Voor zover in de tenlastelegging taal- en/of schrijffouten voorkomen, zal het hof deze verbeterd lezen. De verdachte wordt daardoor niet in de verdediging geschaad.

Vonnis waarvan beroep

Het vonnis waarvan beroep zal worden vernietigd, omdat het hof tot andere beslissingen komt dan de rechtbank.

Bewijsoverweging

Standpunt van de verdediging
De verdediging heeft primair betoogd dat de verdachte dient te worden vrijgesproken. De signalementen die de aangever heeft opgegeven van de drie daders die hem beroofden, komen geen van allen overeen met het signalement van de verdachte. Er is onvoldoende onderzoek gedaan naar alternatieve scenario’s en andere potentiële verdachten. Op basis van de zendmastgegevens is de verdachte ook niet op de plaats delict te plaatsen: hij had destijds een affaire met iemand die in Amsterdam-Zuidoost woonde en had daarom zijn telefoon uitgezet. Dat de telefoon van medeverdachte [medeverdachte 1] op dezelfde avond eveneens in Amsterdam-Zuidoost aanstraalde, betekent niet dat medeverdachte [medeverdachte 1] en de verdachte bij elkaar waren. Het telecomonderzoek plaatst de verdachte ook niet in Zaandam ten tijde van het delict. Tot slot zijn de tapgesprekken niet redengevend en sluiten zij alternatieve scenario’s niet uit. In het telefoongesprek van 20 februari 2018 tussen de verdachte en [naam 1] vertelt de verdachte bijvoorbeeld onjuiste informatie, zodat dit gesprek niet aan het bewijs bijdraagt. Ook zeggen de gesprekken over ‘die Turk’ en ‘die watch’ van 6 en 7 november 2017 tussen medeverdachten [medeverdachte 1] en [medeverdachte 2] niets over de betrokkenheid van de verdachte.
Subsidiair heeft de verdediging betoogd dat de verdachte van het gebruik van een vuurwapen wordt vrijgesproken, nu de aangever zijn verklaring enkele malen heeft gewijzigd en er buiten zijn verklaring geen enkel aanknopingspunt is voor het gebruik van een wapen.
Overwegingen van het hof
De connecties tussen de verdachten onderling, en het slachtoffer, de bestelling en de nacht van de overval
Op 30 oktober 2017 kwam bij restaurant [restaurant] een bestelling binnen via de website [website 1]. [benadeelde], de aangever, werkte op dat moment bij [restaurant]. Omstreeks 00.45 uur is de aangever in zijn auto naar het bij de bestelling opgegeven adres gereden, te weten [adres 2]. In die straat is hij door drie mannen overvallen. Eén man (in het dossier beschreven als dader 1) stond bij de bestuurderskant van de auto, één man (dader 2) stapte naast de aangever in de auto en de derde man (dader 3) stond achter de auto. Dader 1 had een vuurwapen – althans een op een vuurwapen gelijkend voorwerp – bij zich, heeft dit doorgeladen, tegen het hoofd van de aangever gezet en gesommeerd dat de aangever zijn horloge van het merk Rolex af zou doen.
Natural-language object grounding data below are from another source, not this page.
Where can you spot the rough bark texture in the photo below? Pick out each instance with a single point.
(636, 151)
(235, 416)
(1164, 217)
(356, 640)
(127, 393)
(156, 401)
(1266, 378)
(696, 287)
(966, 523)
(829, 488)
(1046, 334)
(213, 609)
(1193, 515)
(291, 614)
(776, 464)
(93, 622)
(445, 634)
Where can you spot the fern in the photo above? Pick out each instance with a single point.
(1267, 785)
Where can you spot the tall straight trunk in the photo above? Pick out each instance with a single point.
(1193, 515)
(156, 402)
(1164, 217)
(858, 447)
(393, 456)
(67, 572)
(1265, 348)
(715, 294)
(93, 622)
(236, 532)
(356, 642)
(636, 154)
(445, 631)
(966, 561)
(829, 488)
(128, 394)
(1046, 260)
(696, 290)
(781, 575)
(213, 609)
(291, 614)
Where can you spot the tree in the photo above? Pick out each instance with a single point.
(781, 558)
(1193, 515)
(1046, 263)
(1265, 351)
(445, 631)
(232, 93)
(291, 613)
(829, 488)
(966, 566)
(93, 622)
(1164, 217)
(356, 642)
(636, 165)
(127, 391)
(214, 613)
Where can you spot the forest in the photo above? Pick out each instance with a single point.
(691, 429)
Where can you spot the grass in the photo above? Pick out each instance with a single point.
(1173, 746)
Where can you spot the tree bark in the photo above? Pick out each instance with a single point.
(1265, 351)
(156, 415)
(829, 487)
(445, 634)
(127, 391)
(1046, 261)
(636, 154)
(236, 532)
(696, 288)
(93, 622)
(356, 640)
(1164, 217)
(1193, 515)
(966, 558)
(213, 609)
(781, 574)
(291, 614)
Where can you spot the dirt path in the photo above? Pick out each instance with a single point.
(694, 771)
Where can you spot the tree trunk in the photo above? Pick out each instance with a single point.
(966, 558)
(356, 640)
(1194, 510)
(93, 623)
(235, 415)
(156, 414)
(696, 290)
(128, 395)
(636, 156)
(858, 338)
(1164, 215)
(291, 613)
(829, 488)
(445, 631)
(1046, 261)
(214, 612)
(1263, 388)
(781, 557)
Dader 1 heeft de Rolex van de pols van de aangever gehaald. Dader 2 heeft gesommeerd dat de aangever zijn kettingen af moest doen. Toen dat niet lukte, heeft dader 2 de aangever met een vuist in zijn gezicht geslagen en de gouden kettingen van de nek van de aangever getrokken. Dader 1 heeft de portemonnee, telefoon en autosleutel van de aangever weggenomen. De aangever heeft de signalementen van de daders beschreven. De daders hadden volgens de aangever alle drie een donkere huidskleur en kort zwart haar en waren tussen de 17 en 23 jaar oud. Het hof ziet – anders dan door de verdediging betoogd – geen aanleiding om te twijfelen aan de verklaring van de aangever op het punt dat er een wapen is gebruikt. De aangever heeft daarover consistent verklaard terwijl het hof – mede in aanmerking genomen de aard van het delict – geen aanknopingspunten ziet dat die verklaring op dit onderdeel onjuist is. Hiervoor is ook bevestiging te vinden in de omstandigheid dat in het telefoongesprek van 5 maart 2018 (dat hieronder wordt aangehaald) wordt gesproken over een ‘straatoverval, gewapend’.
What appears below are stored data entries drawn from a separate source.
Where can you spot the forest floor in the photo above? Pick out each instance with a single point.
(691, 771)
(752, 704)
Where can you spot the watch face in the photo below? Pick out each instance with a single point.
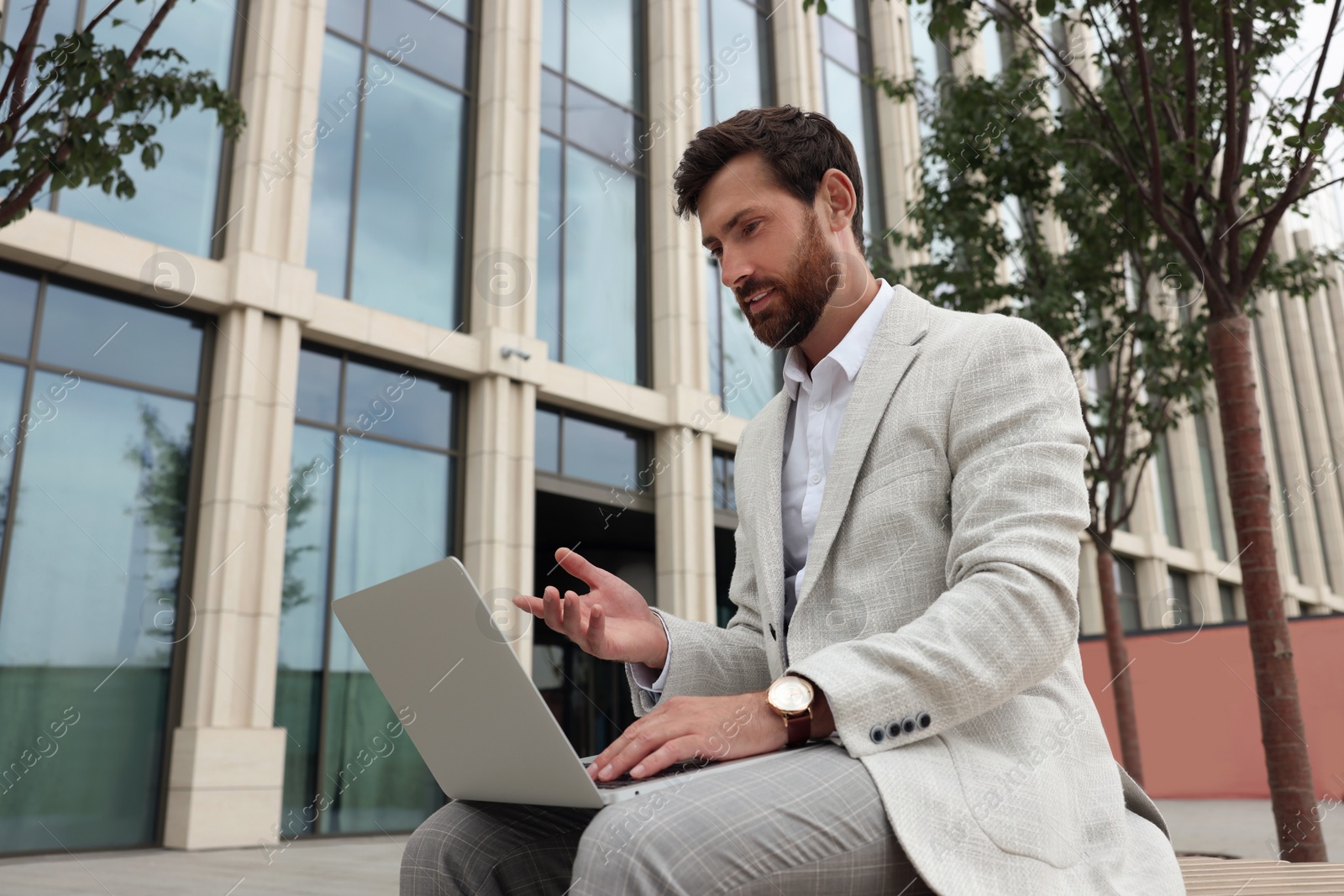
(790, 694)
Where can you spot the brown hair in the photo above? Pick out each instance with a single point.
(797, 147)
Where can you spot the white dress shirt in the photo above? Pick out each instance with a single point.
(810, 439)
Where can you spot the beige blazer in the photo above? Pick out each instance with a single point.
(940, 611)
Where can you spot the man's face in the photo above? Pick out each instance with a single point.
(772, 251)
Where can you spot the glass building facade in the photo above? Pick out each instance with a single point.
(192, 473)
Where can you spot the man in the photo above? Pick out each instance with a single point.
(906, 586)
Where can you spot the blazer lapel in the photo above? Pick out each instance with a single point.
(894, 347)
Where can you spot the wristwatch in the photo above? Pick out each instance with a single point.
(790, 698)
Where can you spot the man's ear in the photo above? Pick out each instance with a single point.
(837, 199)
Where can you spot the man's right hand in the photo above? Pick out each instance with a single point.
(612, 621)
In het opsporingsonderzoek zijn vier verdachten naar voren gekomen, te weten [medeverdachte 1],
[medeverdachte 3], [verdachte] en [medeverdachte 2]. Het hof stelt vast dat [medeverdachte 1] en [medeverdachte 2] elkaar destijds goed kenden – volgens een van de getuigen gaan ze met elkaar om als ‘broers’ – , dat ook [medeverdachte 1] en [verdachte] – die in dezelfde buurt woonden – bekenden waren van elkaar, en dat [verdachte] en [medeverdachte 3] neven zijn. Verder is van belang dat [medeverdachte 2] een oude bekende van [benadeelde] is, en wist dat [benadeelde] een duur horloge had – zo blijkt uit de verklaring van [benadeelde].
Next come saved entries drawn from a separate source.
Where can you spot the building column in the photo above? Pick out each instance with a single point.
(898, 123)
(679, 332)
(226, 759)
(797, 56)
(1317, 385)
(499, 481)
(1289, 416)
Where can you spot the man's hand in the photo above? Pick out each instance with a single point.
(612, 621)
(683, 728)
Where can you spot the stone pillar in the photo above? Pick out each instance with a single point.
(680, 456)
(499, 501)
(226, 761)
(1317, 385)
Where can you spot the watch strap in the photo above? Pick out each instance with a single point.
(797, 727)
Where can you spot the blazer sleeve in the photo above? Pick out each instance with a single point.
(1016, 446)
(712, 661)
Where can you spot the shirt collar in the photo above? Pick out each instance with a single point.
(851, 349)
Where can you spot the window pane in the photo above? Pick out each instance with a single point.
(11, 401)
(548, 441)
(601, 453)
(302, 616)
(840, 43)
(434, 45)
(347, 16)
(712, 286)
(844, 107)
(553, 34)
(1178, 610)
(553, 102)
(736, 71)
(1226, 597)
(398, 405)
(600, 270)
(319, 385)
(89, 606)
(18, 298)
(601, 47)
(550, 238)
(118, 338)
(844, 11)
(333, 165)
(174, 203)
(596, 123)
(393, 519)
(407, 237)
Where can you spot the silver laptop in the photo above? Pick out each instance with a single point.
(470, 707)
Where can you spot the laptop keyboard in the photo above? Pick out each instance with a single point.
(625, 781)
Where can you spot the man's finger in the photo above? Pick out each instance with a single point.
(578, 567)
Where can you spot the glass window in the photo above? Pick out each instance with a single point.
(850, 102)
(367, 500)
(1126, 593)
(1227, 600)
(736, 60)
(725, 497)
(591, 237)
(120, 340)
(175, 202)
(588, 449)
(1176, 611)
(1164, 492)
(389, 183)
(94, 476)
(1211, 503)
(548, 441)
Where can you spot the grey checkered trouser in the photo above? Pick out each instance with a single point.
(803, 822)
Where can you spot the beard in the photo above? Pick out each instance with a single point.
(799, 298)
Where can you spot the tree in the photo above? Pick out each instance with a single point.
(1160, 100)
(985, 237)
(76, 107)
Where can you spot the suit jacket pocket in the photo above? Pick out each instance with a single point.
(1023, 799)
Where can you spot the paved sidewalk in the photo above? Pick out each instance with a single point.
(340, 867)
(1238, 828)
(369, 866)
[medeverdachte 1] wordt door de politie beschreven als een man met een licht donkere huidskleur met kort zwart kroeshaar. [verdachte] wordt beschreven als een man met een donkere huidskleur, met kort zwart kroeshaar. [medeverdachte 3] wordt beschreven als een man met een donkere huidskleur en kort opgeschoren zwart kroeshaar. [medeverdachte 2] wordt beschreven als een man met een blanke huidskleur en donkerblond haar. Het hof stelt vast dat de verdachten [medeverdachte 1], [medeverdachte 3] en [verdachte] wat betreft hun huidskleur en haardracht passen binnen het signalement dat de aangever heeft gegeven, terwijl de punten waarop hun signalement afwijkt van dat wat de aangever heeft opgegeven – mede gelet op de hectische, stressvolle situatie waarin die waarneming is gedaan – niet van dien aard zijn dat dit naar het oordeel van het hof maakt dat zij als dader moeten worden uitgesloten. Daarbij geldt voor de verdachten [medeverdachte 1] en [verdachte] dat hun leeftijd valt binnen het door de aangever geschatte bestek en de leeftijd van [medeverdachte 3] (hij was destijds 27 jaar) onvoldoende afwijkt om hem vanwege die enkele omstandigheid als (potentiële) dader uit te sluiten.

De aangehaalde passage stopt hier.